Gubernur Mahyeldi Bahas Pertumbuhan Ekonomi Bersama BPS Sumbar

oleh -204 Dilihat
gubernur-mahyeldi-bahas-pertumbuhan-ekonomi-bersama-bps-sumbar
Gubernur Mahyeldi Bahas Pertumbuhan Ekonomi Bersama BPS Sumbar

Padang – Pemerintah Provinsi Sumatera Barat tengah berupaya mengoptimalkan potensi ekonomi daerah melalui relokasi industri strategis. Hal ini terungkap dalam pertemuan antara Gubernur Sumatera Barat dan Kepala Badan Pusat Statistik (BPS) Sumbar pada Kamis, 6 November 2025, di ruang kerja gubernur.

Pertemuan yang dihadiri oleh Asisten Perekonomian dan Pembangunan, Plt Kepala Bappeda Sumbar, Kadis Perindag, serta perwakilan Diskominfotik dan dinas terkait lainnya, membahas capaian kinerja sektor unggulan Sumatera Barat pada triwulan III tahun 2025.

Berdasarkan data BPS, sektor pertanian dan perdagangan masih menjadi tulang punggung perekonomian daerah.

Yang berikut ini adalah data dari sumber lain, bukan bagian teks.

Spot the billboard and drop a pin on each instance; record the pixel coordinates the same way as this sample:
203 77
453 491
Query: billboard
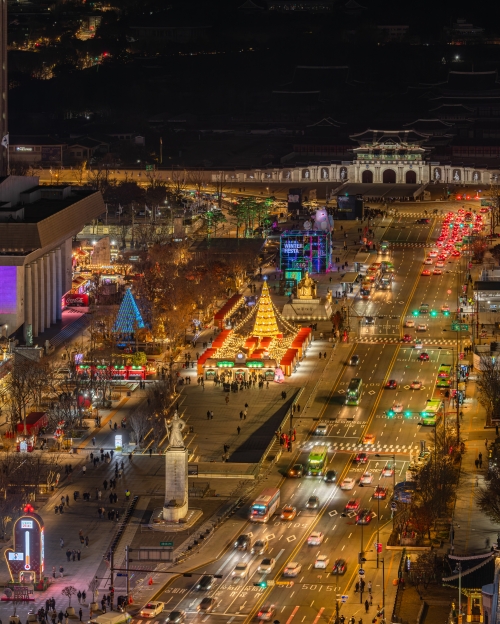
75 300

Sektor Pertanian, Kehutanan, dan Perikanan mencatatkan peningkatan produksi telur ayam, daging ayam ras, kelapa sawit, kopi, dan tembakau. Sementara itu, sektor Perdagangan menunjukkan tren positif dengan meningkatnya aktivitas perdagangan besar dan eceran, termasuk perdagangan daring, yang dipicu oleh kenaikan pasokan barang domestik dan impor.

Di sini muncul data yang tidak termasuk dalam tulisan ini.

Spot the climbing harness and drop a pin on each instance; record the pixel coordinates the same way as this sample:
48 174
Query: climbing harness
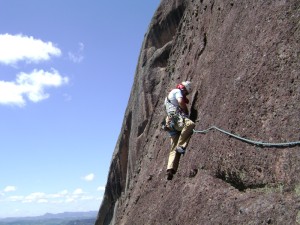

Namun, sektor Transportasi dan Pergudangan mengalami penurunan. Jumlah penumpang dan barang angkutan udara turun masing-masing sebesar 7,06% dan 0,94%, serta penurunan pada angkutan darat.

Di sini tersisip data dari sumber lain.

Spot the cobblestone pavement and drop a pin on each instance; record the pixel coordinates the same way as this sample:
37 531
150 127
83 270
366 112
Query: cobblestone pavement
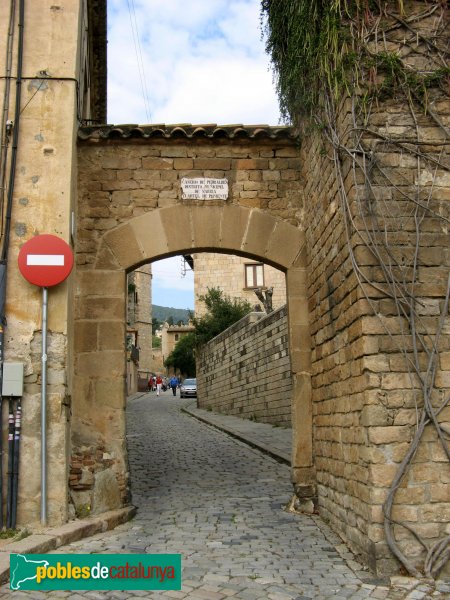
220 503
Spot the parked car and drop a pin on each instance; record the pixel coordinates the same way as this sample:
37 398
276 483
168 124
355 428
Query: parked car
188 388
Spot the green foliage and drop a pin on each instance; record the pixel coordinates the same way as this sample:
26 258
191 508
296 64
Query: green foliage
182 357
222 312
319 47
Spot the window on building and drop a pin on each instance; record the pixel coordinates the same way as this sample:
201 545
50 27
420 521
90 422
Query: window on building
254 275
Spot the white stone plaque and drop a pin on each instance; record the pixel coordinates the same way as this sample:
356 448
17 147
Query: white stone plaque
204 188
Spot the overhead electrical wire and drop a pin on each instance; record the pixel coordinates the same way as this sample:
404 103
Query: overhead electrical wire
139 59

Gubernur Sumatera Barat menyoroti pentingnya penguatan strategi ekspor dan relasi antarwilayah untuk meningkatkan nilai tambah ekonomi daerah. Ia juga menekankan perlunya relokasi industri ke daerah-daerah potensial seperti Kabupaten Lima Puluh Kota, dengan tujuan mendekatkan produsen dengan sumber bahan baku. “Kalau bisa, industri kita jangan semuanya terpusat di Padang. Sebagian sebaiknya diarahkan ke daerah yang punya potensi bahan baku supaya rantai pasoknya lebih efisien dan nilai tambahnya kembali ke daerah,” ujarnya.

Kepala BPS Sumbar mengingatkan bahwa relokasi industri perlu perencanaan yang matang. Ia mencontohkan kasus pabrik karet yang tutup karena biaya logistik yang tinggi akibat jarak antara kebun dan pabrik. Meskipun demikian, ia menegaskan bahwa industri minyak sawit (CPO) di Sumbar memiliki daya saing yang kuat. “Kami mendorong investor membangun industri di titik strategis, terutama di daerah perbatasan, agar arus barang tetap mengarah ke Sumbar,” katanya.

Pertemuan tersebut juga membahas pentingnya pengelolaan dan pelaporan data ekonomi daerah. BPS berkomitmen untuk memperkuat koordinasi dan memberikan pelatihan bagi petugas data di setiap perangkat daerah agar pencatatan dan pelaporan lebih akurat dan sesuai standar.

Gubernur Sumatera Barat menekankan pentingnya validitas data dalam mendukung arah kebijakan pembangunan daerah. “Kita perlu memastikan semua transaksi dan data ekonomi terekam dengan baik. Ini jadi dasar untuk mengambil kebijakan yang tepat,” pungkasnya.